Ce qui n’était, « en somme », pas aussi sûr que cela !.. Cette Bernadette, en apparence, modérée, dénuée de surprises ; froide et sensée, trois semaines par mois, avait des troubles singuliers, l’autre semaine. Elle changeait de tempérament ; elle ne jugeait plus, ne raisonnait plus, des mêmes yeux ni des mêmes lobes, les choses et les gens ; elle ne gouvernait plus sa direction : gare aux fossés et aux arbres sur la route ! La machine semblait tentée d’aller piquer du nez dessus… Comme ces risques étaient chroniques, Bernadette avait appris à les entendre venir ; et elle s’arrangeait pour, quand ils venaient, s’enfermer le mieux possible à l’écart ; elle s’était fait, pour dissimuler, une force extrême de contrainte.

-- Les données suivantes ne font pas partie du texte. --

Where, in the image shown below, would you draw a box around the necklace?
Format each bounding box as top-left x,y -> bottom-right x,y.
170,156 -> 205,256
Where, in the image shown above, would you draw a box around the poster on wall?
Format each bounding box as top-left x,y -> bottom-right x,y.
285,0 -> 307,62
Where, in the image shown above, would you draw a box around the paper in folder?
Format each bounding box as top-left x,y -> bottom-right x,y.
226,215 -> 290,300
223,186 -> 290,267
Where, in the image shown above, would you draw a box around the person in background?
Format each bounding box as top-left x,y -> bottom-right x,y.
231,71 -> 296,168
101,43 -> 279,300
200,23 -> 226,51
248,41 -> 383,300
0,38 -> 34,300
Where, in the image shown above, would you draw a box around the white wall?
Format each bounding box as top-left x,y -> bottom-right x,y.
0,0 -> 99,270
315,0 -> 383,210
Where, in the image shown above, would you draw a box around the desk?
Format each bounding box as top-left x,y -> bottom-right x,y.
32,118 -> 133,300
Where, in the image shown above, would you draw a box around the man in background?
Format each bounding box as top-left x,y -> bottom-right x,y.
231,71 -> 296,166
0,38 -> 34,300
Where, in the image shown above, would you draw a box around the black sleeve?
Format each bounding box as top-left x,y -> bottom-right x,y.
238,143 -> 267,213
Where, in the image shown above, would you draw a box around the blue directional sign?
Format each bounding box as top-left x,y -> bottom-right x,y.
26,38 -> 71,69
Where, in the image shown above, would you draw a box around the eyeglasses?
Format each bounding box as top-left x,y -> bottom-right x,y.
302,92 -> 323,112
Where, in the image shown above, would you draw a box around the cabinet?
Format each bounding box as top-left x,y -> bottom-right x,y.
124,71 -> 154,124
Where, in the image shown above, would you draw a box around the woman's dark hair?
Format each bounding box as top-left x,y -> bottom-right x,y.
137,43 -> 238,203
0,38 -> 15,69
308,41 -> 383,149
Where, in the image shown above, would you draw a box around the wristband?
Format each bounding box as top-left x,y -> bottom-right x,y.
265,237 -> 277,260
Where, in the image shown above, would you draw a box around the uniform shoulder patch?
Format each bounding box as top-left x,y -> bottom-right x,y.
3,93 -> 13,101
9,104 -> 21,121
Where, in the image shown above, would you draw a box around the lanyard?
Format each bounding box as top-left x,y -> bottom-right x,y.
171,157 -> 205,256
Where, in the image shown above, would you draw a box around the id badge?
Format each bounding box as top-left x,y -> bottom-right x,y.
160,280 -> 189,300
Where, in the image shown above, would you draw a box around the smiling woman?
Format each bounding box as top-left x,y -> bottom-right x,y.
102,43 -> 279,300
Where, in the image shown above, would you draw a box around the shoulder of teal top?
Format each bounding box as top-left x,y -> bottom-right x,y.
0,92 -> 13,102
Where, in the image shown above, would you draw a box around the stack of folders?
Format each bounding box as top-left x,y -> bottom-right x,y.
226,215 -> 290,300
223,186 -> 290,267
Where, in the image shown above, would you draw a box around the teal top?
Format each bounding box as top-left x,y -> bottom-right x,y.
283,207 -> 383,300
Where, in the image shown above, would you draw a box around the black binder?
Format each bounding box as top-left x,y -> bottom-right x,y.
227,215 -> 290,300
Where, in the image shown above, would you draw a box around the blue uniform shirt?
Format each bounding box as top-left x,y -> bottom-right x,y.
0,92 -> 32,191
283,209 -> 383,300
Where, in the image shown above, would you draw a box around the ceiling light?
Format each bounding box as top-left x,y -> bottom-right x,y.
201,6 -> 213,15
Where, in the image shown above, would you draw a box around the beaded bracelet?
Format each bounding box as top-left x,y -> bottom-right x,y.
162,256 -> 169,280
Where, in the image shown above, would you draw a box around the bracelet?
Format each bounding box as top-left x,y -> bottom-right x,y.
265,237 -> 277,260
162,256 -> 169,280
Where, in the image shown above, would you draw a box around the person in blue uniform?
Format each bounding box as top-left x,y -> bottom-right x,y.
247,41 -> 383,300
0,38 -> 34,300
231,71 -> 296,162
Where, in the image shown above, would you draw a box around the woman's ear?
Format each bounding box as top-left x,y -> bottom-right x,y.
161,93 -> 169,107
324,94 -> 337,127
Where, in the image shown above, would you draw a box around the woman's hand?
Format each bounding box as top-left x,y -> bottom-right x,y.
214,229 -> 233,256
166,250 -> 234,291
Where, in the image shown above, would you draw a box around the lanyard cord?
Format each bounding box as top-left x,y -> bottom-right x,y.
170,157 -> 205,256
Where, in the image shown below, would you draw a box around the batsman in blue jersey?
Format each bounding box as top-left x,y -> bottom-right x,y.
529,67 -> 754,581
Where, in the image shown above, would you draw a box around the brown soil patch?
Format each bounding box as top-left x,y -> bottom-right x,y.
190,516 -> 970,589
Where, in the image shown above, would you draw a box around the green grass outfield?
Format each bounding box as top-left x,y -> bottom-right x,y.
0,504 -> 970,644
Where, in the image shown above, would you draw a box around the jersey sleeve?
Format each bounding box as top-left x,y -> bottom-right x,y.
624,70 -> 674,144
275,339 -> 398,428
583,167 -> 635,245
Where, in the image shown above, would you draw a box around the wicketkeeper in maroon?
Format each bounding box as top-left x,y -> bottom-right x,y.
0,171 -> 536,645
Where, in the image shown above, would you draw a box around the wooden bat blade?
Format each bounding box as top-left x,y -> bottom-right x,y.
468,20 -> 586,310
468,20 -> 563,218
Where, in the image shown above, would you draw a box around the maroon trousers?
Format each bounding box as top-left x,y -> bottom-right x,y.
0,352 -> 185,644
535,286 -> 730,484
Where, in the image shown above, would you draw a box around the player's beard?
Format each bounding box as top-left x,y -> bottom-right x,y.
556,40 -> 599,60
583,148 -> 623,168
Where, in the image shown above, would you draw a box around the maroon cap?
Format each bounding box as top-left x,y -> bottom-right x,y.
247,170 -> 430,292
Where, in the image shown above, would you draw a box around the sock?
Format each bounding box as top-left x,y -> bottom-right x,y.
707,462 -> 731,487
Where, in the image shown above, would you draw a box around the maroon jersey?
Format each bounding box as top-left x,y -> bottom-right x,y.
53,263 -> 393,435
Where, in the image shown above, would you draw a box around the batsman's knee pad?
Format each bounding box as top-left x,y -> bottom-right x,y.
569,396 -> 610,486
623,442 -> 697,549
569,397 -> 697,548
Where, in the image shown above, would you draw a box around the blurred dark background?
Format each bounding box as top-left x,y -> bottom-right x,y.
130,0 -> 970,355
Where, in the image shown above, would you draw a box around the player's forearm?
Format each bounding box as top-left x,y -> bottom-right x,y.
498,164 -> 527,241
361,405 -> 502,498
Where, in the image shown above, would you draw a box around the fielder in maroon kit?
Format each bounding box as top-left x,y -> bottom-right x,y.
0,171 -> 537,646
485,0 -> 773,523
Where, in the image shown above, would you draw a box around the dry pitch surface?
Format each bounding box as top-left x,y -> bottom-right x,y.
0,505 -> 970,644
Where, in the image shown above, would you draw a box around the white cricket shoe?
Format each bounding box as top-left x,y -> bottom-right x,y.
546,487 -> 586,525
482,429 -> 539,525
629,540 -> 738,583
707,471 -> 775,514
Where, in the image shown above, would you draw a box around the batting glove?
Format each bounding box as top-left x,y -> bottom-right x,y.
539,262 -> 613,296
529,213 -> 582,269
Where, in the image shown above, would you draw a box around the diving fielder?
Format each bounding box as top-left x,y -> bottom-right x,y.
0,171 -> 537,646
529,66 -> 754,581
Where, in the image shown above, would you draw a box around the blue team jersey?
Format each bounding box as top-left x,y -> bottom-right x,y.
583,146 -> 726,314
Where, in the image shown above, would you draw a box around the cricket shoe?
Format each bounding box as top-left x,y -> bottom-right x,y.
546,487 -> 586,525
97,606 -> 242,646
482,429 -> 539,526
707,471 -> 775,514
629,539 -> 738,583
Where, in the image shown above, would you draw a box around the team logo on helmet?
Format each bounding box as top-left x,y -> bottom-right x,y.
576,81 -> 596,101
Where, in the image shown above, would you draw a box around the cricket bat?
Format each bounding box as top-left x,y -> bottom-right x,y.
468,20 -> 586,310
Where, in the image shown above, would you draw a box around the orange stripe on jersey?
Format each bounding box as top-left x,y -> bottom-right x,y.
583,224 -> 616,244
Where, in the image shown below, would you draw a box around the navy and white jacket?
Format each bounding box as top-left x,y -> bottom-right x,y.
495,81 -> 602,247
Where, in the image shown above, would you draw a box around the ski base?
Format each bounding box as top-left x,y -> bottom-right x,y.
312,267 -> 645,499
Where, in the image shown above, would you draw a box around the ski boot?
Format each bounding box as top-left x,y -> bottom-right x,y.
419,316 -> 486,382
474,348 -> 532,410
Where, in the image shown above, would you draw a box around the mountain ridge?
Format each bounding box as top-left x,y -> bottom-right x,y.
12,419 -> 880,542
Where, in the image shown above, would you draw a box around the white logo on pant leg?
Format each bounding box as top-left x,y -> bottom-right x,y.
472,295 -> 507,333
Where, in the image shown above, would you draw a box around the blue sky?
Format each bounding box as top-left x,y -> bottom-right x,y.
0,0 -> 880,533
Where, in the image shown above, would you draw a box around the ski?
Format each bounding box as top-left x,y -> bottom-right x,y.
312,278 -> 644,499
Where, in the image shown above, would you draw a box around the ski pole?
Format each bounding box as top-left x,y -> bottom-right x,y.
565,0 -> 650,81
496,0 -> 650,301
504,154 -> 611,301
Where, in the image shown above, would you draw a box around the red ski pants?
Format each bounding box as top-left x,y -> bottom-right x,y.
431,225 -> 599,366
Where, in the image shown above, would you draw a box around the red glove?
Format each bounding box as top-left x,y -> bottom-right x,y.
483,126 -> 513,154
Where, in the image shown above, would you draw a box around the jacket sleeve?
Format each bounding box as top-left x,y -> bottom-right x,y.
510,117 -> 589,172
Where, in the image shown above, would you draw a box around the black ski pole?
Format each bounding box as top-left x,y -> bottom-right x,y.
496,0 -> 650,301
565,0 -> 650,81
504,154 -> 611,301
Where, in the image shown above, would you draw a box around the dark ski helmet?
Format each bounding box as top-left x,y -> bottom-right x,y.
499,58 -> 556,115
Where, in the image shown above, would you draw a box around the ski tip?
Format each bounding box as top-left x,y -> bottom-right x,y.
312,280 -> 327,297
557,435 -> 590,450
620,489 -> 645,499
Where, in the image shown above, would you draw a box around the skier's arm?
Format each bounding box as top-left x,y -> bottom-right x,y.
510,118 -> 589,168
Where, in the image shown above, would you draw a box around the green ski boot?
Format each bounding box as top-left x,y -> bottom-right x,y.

Mais dans son for, et à ces heures, haine et amour, désir, envie et jalousie, toutes les poussées venues du ventre ou du front, les pires imaginations d’un tempérament inassouvi et sans frein, rôdaient, guettaient. Elle eût été toujours à deux doigts des plus inconcevables inventions. Mais on ne s’en apercevait qu’aux ondes rosées qui, brusquement, lui mouillaient le cou, ou, refluant, laissaient aux joues des pâleurs vertes. Elle frémissait, se broyant la bouche avec le mors, elle se sentait près de s’évanouir, et elle s’arrêtait juste à temps. C’était, au fond, tous risques comptés et toutes peines, une volupté. Elle était seule à la savourer.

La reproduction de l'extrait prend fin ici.